As I was writing this post, I stumbled upon another problem. If I saved a post as a draft, then visited it, StaticGenerator would allow anyone to see it. Luckily, Jon Smelquist on Github had a commit that added the ability to generate static pages only for anonymous users. With that and a few more checks, my own fork of StaticGenerator addresses this problem.

This is far from an optimal solution, however. One part of the Mingus home page I haven't been able to solve is the right hand popular links feed. Using full page caching without some sort of time-based clearing, these links are going to be out of sync from page-to-page. I've chosen to drop that module for now. Also, the Requests app doesn't receive data on cached pages. I don't see this as too much of a loss, as Google Analytics reports more information for those pages.
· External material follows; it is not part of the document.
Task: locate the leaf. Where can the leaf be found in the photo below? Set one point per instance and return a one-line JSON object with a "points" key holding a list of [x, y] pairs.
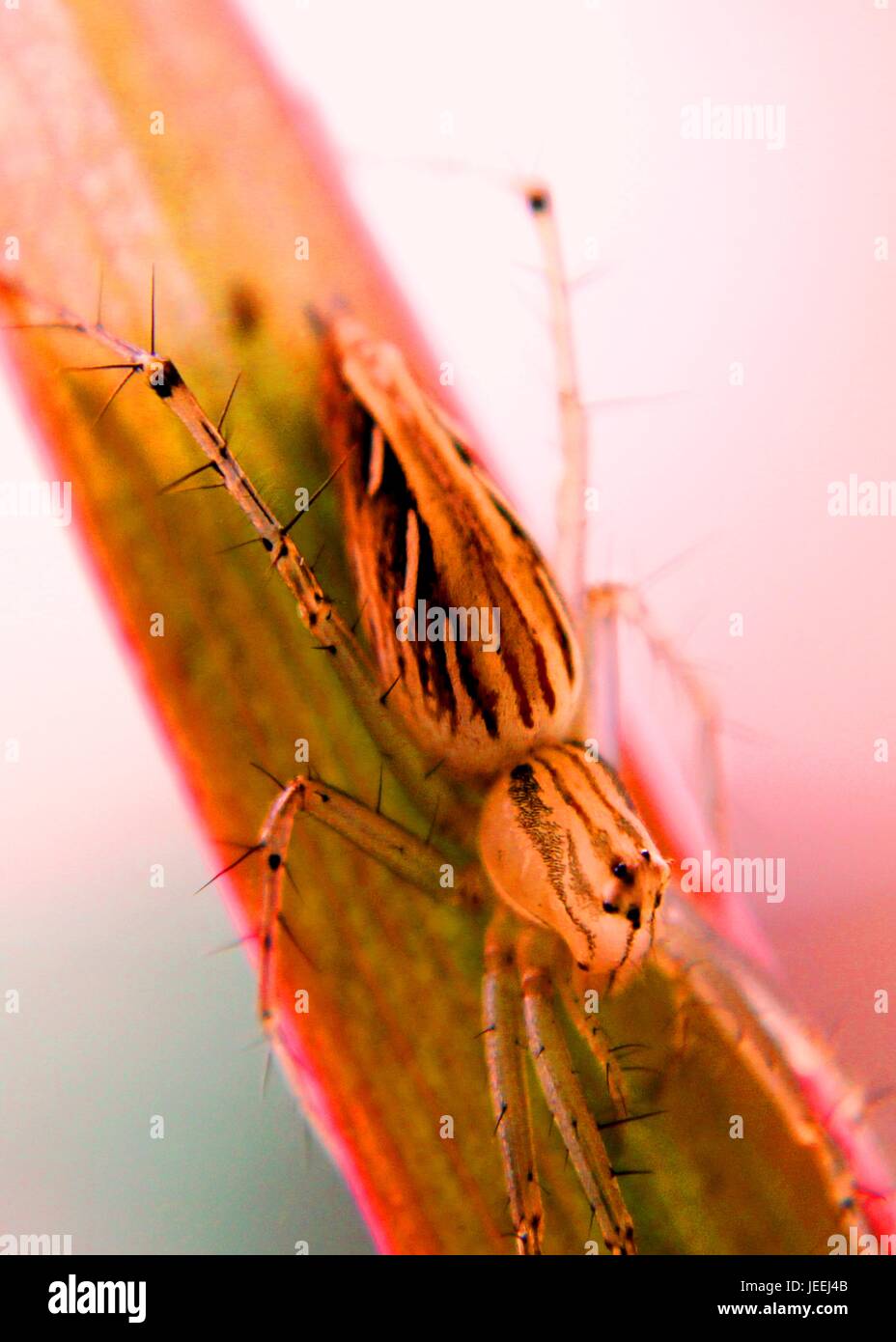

For the curious, here's a quick benchmark of the home page. I'm making no claims about this data, only publishing it.

$ ab -n 10000 -c 100
Document Path: /
Document Length: 4975 bytes
Concurrency Level: 100
Time taken for tests: 1.097 seconds
Complete requests: 10000
Failed requests: 0
Write errors: 0
Total transferred: 51994488 bytes
HTML transferred: 49869400 bytes
Requests per second: 9118.79 [#/sec] (mean)
Time per request: 10.966 [ms] (mean)
Time per request: 0.110 [ms] (mean, across all concurrent requests)
Transfer rate: 46301.44 [Kbytes/sec] received
Connection Times (ms)
min mean[+/-sd] median max
Connect: 2 5 0.5 5 7
Processing: 3 6 0.9 6 10
Waiting: 2 5 1.0 5 8
Total: 8 11 0.8 11 13
Percentage of the requests served within a certain time (ms)
50% 11
66% 11
75% 12
80% 12
90% 12
95% 12
98% 12
99% 13
100% 13 (longest request)

If you're interested you can view this code here. As always, I encourage forking and bug reports.